Hunter had been participating in women’s cue sports since 2021, just one year after he “came out” as transgender.

Within his first year of competition, he rose to the fourteenth position in the women’s billiards world rankings, and has since won a total of 7 women’s titles. Among them, the 2022 US Women’s Open and 2022 Australian Women’s Open, where he was awarded $9,000 AUD in prize money.

Jamie Hunter.

Prior to transitioning, Hunter played in a mixed-sex amateur league for five years. Speaking with Snooker Zone in 2021, Hunter admitted that he had no intention of competing professionally until he discovered that there was a women’s tour.

“Until this year, cue sports was just a hobby, something I done once, maybe twice a week, but now finding out about the Women’s snooker tour, I believe that will change,” he said at the time. “They make out as if I played snooker as a man, I was rubbish, so decided to do it in the women’s instead. I changed my gender for my wellbeing and my life, not for anything else.”

Hunter received significant backlash after his 2022 US Women’s Open win, when former women’s world champion Maria Catalano criticized the policies enabling males to compete against females. In an interview with The Sportsman, Catalano argued that women’s snooker should exclude males from female categories, as some rugby leagues have, to ensure fairness for women. 

“We have fought so hard for our rights in the past – myself, Reanne Evans and others got people to write letters to allow us to play in leagues and clubs that banned women. I don’t believe that women can compete against men on a level playing field in sport. We are wired differently, we think differently. We are mentally different,” said Catalano. 

The World Professional Billiards and Snooker Association (WPBSA) publishes a mixed sex international ranking of players. The highest-ranking female on their current list, Mink Nutcharut, is listed at 119.

In response to the criticism of his wins against women, Hunter has framed the backlash as transphobia.

“Everybody’s human. Regardless of what choices you make. You should treat everybody with respect,” said Hunter speaking to a BBC journalist last fall. Bizarrely, Hunter was interviewed while he sat in a gaming chair in a dark bedroom — which he refers to as “the dark girl cave.” The room has a transgender pride flag pinned up on the wall behind him.

The upcoming English Women’s Snooker Championship is set for May 24, 2024. It is being organized by the English Partnership for Snooker and Billiards (EPSB), which is the national governing body for the sport in England. They describe their goal as creating a “structured coaching environment that will inspire all regardless of gender, ability, or ethnicity to fulfil their potential in our sport.” 
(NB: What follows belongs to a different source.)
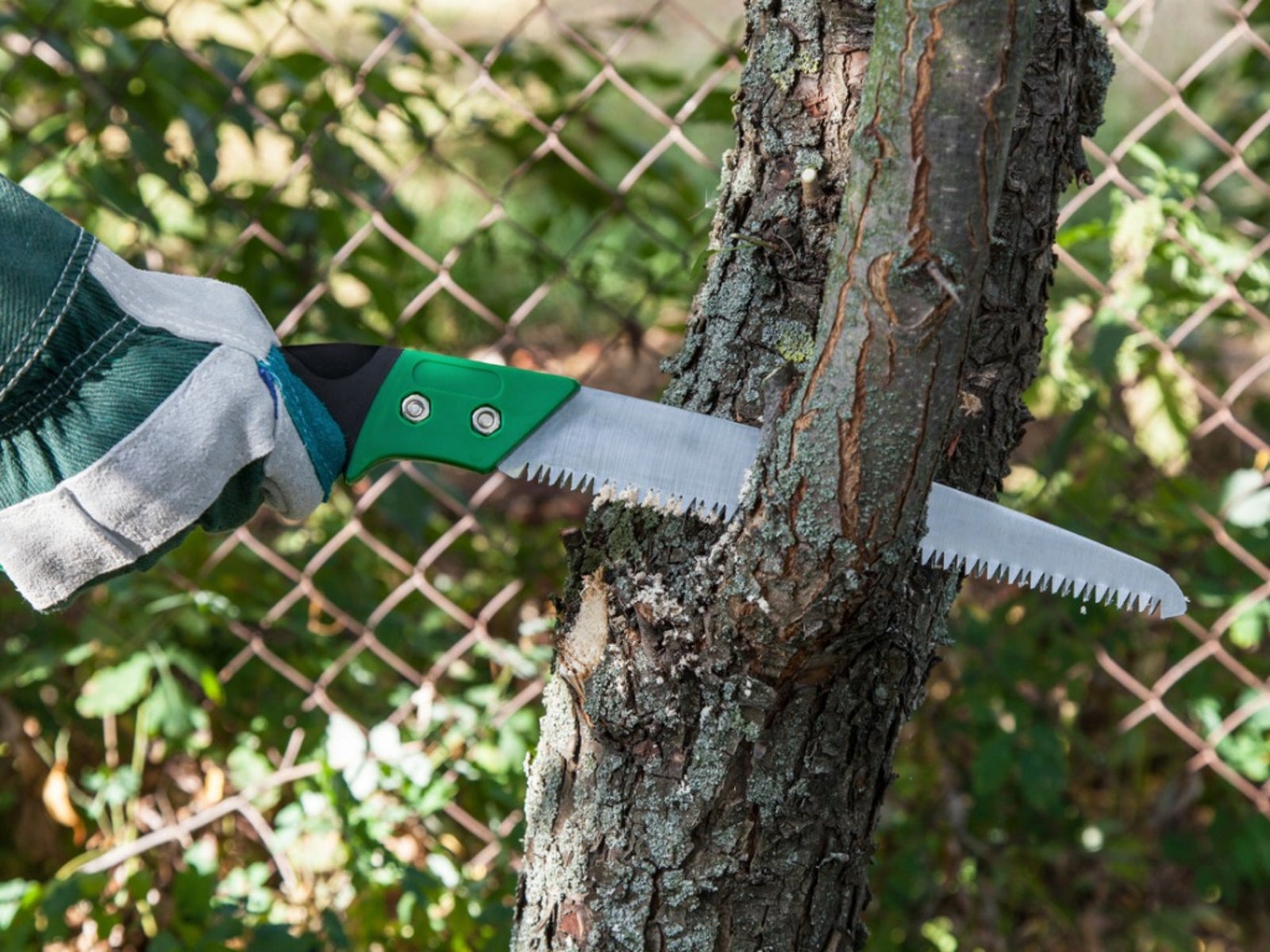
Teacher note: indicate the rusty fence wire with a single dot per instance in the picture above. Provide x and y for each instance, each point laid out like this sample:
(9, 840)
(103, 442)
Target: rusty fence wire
(351, 113)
The EPSB has a diversity, equity, and inclusion policy with a lengthy section on discrimination, including a ban on any “condition, rule or practice [that]… particularly disadvantages people who share a protected characteristic.” As for their list of protected characteristics, the EPSB includes “gender, gender identity, marital status, sexual orientation, race, colour, nationality, religion, age, disability, HIV positivity, working pattern, caring responsibilities, trade union activity or political beliefs.”  

The English Women’s Championship is set to take place at the Landywood Snooker Club in Walsall, UK, on May 24.

This is not the first time a male has dominated women’s cue sports, sparking backlash from players and fans.

Last November, a female pool player refused to compete against a trans-identified male opponent at a women’s championship in Wales. Lynne Pinches received an outpouring of support as video began to circulate showing her walking away from the table after being matched to play against Chris Haynes.

Days later, two more female pool players refused to compete against Haynes in solidarity with Pinches during the Ultimate Pool tournament in Blackpool, UK.

In January, Pinches headed an effort to launch a lawsuit against the World Eightball Pool Federation (WEPF) and Ultimate Pool Group (UPG), accusing the governing bodies of subjecting women “to direct sex discrimination and harassment on the grounds of sex.”